Budkograd was founded just before 2017 Winter Event. Although it has been the capital city for centuries, it hasn't grown to a gygantic megacity full of skyscrapers. Instead, the capital region of the country consists of quite small towns where factories and cultural buildings are situated. Even Budkograd remains a rather small town. These towns are surrounded by even smaller towns and villages where most people live. The entire region is connected by a well-developed transport net. Trains and the metro connect towns to each other, buses carries people from towns to neighbouring villages and back.

In ancient times Budkograd used to grow without a clear plan but later it became clear to its rulers that there was little room to build all necessary buildings and they needed to draw a well-thought-out plan of the city before. So in the Progressive Era the city was rebuild completely, stretching in several lines along three long streets.

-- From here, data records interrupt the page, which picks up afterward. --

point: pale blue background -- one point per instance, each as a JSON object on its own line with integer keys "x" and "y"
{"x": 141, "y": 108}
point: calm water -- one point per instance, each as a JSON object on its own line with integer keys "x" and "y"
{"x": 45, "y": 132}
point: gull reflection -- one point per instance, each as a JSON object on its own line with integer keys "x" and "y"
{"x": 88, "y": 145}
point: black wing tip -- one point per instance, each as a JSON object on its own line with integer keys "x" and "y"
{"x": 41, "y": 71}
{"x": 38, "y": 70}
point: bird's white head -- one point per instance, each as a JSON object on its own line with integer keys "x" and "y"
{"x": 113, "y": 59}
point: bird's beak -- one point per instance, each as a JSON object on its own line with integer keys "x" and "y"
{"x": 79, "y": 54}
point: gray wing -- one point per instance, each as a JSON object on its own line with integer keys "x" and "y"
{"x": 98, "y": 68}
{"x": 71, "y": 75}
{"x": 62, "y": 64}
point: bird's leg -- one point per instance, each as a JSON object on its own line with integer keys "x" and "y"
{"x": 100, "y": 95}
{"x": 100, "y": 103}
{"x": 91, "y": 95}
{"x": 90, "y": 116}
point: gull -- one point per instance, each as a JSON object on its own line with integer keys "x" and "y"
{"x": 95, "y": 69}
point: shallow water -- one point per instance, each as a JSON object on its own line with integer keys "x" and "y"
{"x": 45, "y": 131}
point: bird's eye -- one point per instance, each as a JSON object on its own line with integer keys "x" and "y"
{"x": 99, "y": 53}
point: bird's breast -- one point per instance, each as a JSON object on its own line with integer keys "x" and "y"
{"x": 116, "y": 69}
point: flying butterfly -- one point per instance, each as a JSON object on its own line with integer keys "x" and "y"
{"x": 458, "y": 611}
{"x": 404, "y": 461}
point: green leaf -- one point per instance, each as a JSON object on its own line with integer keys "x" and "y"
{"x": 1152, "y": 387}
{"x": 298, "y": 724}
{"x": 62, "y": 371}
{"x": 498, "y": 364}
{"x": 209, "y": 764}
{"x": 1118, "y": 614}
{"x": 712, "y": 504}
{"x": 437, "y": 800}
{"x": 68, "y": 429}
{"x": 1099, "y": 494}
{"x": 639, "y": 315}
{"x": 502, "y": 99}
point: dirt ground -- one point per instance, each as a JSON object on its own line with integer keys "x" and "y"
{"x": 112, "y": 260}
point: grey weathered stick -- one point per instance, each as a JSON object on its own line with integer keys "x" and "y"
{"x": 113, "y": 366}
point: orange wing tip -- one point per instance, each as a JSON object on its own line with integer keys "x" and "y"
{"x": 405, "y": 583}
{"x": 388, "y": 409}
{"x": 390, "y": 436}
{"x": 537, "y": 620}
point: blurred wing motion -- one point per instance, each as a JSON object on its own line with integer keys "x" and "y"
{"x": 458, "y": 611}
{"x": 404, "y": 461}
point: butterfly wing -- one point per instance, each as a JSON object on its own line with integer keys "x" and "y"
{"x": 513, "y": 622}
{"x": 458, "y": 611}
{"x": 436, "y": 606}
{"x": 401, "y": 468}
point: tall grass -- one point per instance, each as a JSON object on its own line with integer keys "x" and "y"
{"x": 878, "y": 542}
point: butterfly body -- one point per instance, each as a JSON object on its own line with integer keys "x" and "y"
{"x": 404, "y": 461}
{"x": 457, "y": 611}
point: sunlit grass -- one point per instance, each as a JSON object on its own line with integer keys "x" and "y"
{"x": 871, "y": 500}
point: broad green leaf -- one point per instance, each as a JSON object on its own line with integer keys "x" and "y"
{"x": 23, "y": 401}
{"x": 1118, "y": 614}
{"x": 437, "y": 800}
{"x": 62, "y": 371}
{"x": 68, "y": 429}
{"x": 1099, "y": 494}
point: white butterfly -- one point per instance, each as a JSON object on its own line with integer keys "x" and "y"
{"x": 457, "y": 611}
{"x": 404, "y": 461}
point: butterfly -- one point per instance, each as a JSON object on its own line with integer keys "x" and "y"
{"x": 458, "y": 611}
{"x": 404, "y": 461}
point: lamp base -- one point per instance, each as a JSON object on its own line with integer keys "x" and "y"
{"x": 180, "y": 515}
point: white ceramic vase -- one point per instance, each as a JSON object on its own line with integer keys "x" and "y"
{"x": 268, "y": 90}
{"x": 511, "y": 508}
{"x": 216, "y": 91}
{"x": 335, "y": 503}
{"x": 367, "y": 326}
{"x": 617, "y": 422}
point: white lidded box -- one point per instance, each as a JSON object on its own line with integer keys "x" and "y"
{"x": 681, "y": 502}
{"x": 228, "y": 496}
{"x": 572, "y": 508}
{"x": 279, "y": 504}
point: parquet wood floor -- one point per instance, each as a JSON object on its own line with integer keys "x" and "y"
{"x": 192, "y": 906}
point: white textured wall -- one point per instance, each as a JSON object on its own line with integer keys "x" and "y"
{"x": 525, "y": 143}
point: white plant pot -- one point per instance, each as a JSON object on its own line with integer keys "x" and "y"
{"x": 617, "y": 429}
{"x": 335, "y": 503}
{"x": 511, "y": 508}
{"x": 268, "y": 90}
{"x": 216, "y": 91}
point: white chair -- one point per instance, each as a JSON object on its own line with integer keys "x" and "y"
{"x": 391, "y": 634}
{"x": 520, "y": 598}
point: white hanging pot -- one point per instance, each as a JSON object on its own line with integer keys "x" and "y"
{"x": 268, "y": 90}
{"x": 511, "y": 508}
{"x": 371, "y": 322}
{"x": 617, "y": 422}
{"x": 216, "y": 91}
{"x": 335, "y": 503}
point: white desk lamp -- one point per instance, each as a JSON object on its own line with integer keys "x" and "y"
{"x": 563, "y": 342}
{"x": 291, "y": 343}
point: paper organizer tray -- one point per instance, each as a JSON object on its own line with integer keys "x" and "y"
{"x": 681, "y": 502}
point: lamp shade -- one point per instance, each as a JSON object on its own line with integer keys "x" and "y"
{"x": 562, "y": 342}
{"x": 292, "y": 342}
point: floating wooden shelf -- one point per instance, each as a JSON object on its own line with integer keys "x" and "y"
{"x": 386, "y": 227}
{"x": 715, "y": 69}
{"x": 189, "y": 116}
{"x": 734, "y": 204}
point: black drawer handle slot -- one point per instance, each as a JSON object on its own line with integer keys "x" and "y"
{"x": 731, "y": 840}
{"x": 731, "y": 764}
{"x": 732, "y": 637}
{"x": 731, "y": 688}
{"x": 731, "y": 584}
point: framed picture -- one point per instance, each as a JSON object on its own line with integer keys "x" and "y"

Unfortunately, old pictures of Budkograd have been lost, and the earliest ones remained came from the Modern Era.

Budkograd me whole 1

The northern line included mostly touristic attractions and places where Budkograd citizens spent their free time: the Catholic cathedral, the Royal Albert Hall theatre (also used as a cinema), a beautiful hotel Château Frontenac, an ethnographic museum built in the shape of an Aztec temple, two parks (one in the Japanese style), a square in the Venetian style with a lovely street cafe and a boating station, also in the Venetian style (Budkograd is situated on a little peninsula).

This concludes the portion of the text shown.